Under the circumstances, the gender wage gap -- which costs women and dual-earner families anywhere from $700,000 to $2 million in lost earnings over a lifetime -- and the disproportionate representation of mothers in lower-earning occupations and dead-end, no-benefits jobs becomes much more than a "women's issue." Not to mention that from the deadly, unjustified war in Iraq, to the grim aftermath of Hurricane Katrina, it's clear the nation's leaders are not staying to the right path. In other words, conditions are ripe for a progressive social movement, and mothers' economic rights are on the menu.
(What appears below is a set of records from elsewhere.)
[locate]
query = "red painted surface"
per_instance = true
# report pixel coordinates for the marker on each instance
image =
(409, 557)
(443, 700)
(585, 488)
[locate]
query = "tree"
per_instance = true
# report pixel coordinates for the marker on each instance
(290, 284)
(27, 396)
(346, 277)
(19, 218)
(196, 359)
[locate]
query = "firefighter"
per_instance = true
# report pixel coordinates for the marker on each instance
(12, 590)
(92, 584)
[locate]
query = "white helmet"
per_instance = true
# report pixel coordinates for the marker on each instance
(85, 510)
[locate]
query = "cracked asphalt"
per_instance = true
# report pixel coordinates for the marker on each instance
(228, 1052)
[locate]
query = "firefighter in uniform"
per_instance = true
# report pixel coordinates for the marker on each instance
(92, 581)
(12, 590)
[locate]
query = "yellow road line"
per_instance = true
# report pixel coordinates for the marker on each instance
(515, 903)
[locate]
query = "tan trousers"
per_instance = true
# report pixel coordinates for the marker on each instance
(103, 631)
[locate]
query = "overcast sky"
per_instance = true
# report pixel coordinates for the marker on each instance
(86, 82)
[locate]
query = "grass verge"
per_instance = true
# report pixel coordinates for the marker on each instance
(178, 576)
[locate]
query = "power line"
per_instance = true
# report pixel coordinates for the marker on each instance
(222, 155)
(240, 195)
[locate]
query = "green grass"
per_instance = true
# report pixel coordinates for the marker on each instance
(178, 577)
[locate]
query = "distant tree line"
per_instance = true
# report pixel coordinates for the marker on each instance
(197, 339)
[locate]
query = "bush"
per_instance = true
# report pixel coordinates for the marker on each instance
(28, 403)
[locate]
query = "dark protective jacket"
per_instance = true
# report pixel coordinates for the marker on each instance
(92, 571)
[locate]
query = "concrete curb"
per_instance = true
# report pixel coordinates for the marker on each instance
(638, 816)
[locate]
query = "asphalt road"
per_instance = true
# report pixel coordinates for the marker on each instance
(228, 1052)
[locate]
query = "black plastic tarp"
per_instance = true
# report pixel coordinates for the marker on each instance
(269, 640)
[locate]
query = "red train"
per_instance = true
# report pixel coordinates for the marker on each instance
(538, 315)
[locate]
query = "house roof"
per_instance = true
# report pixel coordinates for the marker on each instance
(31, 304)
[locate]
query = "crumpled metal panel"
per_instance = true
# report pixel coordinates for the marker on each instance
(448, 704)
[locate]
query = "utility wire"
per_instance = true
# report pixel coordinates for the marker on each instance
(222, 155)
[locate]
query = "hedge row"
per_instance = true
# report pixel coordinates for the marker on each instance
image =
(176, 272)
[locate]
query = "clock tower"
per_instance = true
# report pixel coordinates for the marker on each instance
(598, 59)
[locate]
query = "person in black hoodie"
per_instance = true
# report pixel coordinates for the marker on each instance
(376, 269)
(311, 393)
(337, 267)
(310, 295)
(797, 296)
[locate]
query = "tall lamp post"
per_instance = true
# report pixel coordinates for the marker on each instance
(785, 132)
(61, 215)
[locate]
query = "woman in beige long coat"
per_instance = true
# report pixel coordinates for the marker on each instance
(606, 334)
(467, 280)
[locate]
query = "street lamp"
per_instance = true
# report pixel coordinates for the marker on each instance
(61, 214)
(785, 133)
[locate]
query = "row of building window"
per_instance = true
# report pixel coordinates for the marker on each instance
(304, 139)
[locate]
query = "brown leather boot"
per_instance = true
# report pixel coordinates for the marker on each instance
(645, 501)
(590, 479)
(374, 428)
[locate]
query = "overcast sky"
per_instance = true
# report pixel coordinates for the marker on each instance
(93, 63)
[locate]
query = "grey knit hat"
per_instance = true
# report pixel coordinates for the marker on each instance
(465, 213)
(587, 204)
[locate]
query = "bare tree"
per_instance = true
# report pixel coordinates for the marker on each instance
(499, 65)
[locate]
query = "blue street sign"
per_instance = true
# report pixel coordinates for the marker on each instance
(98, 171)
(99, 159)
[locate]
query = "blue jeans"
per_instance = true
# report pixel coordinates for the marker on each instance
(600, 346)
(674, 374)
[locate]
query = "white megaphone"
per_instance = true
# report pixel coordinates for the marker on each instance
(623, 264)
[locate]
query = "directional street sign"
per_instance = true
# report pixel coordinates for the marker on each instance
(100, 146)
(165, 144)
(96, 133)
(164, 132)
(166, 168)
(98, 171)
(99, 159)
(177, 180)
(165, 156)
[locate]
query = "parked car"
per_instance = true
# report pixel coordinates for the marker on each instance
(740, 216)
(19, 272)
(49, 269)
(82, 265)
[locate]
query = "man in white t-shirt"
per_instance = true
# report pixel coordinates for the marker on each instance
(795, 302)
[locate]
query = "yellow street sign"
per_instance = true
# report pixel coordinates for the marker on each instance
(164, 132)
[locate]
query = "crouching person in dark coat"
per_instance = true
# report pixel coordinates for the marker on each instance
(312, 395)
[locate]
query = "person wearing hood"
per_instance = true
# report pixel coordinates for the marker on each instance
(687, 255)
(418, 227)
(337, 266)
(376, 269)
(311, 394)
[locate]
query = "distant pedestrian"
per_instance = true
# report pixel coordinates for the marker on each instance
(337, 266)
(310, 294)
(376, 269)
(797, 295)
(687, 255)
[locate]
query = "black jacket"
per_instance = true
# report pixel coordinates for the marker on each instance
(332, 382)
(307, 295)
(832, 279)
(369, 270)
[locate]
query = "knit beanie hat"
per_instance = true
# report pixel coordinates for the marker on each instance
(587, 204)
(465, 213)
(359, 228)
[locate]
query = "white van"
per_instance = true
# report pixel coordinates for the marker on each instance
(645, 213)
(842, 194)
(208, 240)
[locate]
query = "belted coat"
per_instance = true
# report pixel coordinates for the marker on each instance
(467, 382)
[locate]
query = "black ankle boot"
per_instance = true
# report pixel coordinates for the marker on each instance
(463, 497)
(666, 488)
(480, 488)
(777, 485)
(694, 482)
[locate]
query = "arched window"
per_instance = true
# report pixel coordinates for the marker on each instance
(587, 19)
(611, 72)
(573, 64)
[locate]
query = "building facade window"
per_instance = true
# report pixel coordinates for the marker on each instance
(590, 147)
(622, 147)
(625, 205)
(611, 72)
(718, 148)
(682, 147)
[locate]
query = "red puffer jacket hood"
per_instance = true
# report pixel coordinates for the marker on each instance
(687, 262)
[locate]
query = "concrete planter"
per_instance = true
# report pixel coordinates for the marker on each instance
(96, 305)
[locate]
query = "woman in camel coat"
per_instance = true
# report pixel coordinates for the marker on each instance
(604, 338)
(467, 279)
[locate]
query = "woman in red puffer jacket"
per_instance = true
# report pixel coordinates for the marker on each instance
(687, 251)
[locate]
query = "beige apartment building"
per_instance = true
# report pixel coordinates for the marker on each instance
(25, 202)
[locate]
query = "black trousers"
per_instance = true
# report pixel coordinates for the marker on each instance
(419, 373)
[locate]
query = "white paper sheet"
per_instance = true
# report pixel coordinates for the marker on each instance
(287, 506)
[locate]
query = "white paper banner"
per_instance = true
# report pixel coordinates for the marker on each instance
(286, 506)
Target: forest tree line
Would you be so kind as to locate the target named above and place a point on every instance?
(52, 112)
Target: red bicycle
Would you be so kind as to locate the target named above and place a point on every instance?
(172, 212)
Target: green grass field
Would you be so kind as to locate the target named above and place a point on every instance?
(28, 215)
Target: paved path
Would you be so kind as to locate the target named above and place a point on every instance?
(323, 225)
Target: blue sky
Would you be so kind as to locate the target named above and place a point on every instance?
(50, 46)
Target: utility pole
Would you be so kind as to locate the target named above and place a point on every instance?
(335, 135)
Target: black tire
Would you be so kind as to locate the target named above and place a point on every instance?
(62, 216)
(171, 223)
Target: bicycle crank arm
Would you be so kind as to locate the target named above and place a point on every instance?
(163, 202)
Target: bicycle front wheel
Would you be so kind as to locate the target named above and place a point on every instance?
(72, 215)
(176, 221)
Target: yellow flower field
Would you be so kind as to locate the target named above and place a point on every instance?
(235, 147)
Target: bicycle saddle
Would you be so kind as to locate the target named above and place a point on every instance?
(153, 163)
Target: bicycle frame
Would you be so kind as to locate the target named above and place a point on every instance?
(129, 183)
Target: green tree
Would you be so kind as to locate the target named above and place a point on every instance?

I normally avoid motherhood analogies because such things lend themselves to unnecessary sentimentality and exclude non-mothers and women who've taken different paths to motherhood. But pregnancy and childbirth are as good a metaphor as any for the evolution of social movements. Both begin with a germ of possibility, require long periods of gestation followed by a seemingly endless stage of slow, painful work -- and before it's over, you have to push like hell. And while the outcome is never assured, both have the potential to create a new future.
It's time to take our movement to the next level. Trust me -- we can do this.